Most of the medical information on the dangers of carbon dioxide poisoning was obtained back on Earth when workers went in to clean out the vats in breweries. Exposure to high concentrations, such as 25% of an
Earth atmosphere (partial pressure of 250 millibars), causes convulsions and coma within one minute. Exposure to concentrations near 10% (100 millibars) for only a few minutes will produce coma and subsequent asphyxiation. Since the partial pressure of carbon dioxide at the bottom of Dugout Crater is 178 millibars and at the top is 90 millibars, you can see what just a few minutes of breathing without a mask can do to you.
Inhalation of concentrations from 7 to 10% (70 to 100 millibars) produces difficulty with breathing, headache, dizziness, and queasiness. Five percent produces shortness of breath and headache in many individuals. After several hours of exposure to just 2% (20 millibars), most people develop headaches and have difficulty breathing after only mild exertion. So if you have a headache, or have difficulty breathing, or otherwise don't feel well, immediately suspect a leaky mask combined with a faulty CO2 warning system.
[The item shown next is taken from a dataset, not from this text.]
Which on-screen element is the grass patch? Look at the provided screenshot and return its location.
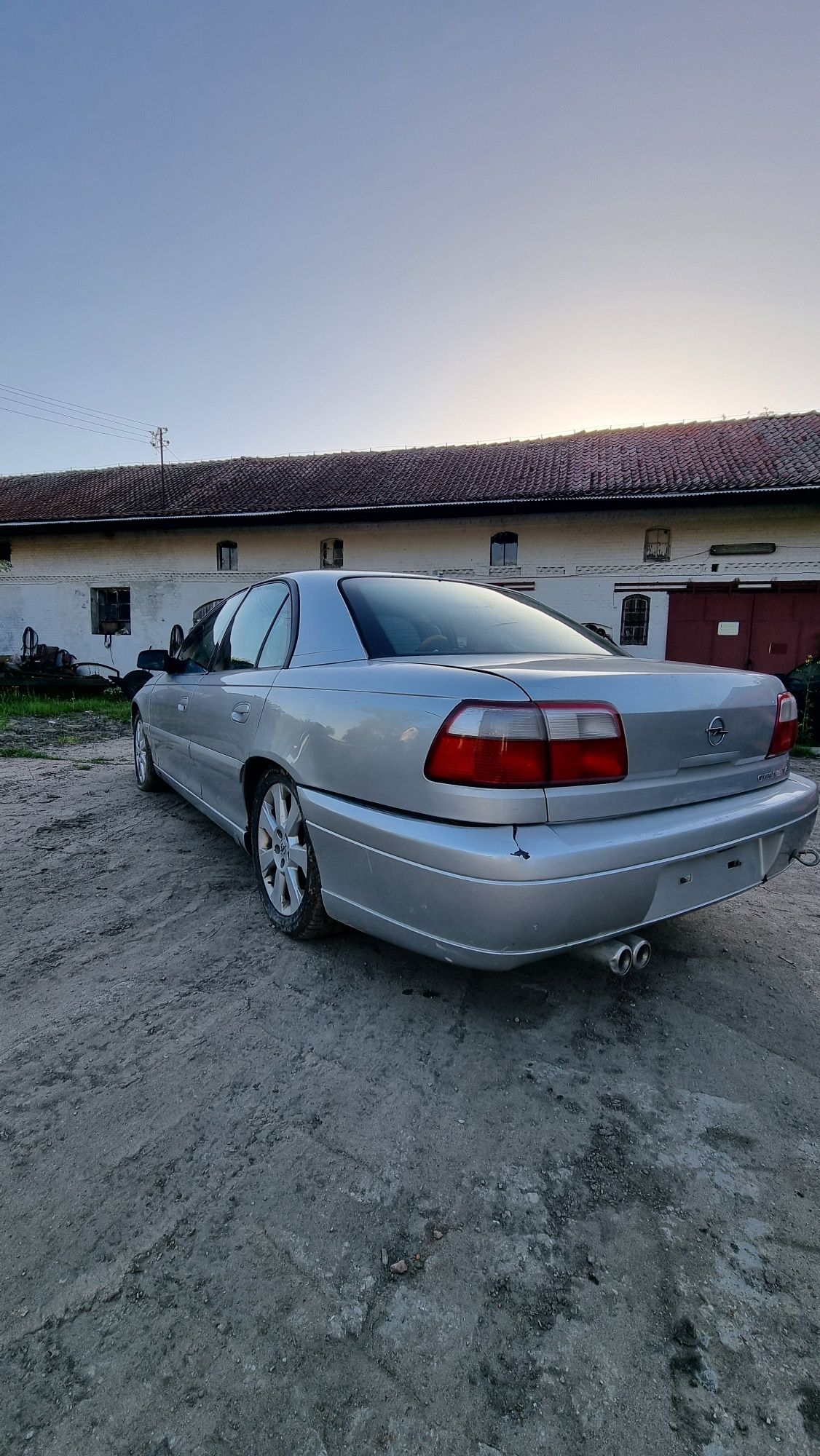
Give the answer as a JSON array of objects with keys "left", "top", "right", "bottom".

What is happening to you is not a lack of oxygen. Instead, the carbon dioxide (called carbonic acid gas on the label of your cola can back on Earth) is building up in your bloodstream, slowly turning your blood into carbonated vampire beverage and lousing up your delicate internal pH balance.
So—keep those breathing masks on tight and make sure that every breath you take has come through the filter canister on your turboexchanger. If your mask is not on tight, you may be getting enough oxygen to breathe and feel all right, but at the same time you may be getting too much carbon dioxide. Before you know it, you will be confused, weak, sick, or go into convulsions from acid blood.
When you are in an air-filtered building or work compound with the 40/60 oxygen/nitrogen ratio that makes exercise at 500 millibars possible, and even fun (according to some—never could see it myself), keep your turbomask or an emergency oxy-mask on you at all times. (There are some indoor sports where it is allowable to keep your masks on the bedside table.) If the structure is breached, allowing the outside atmosphere in, get to a high point until you can get your emergency mask on.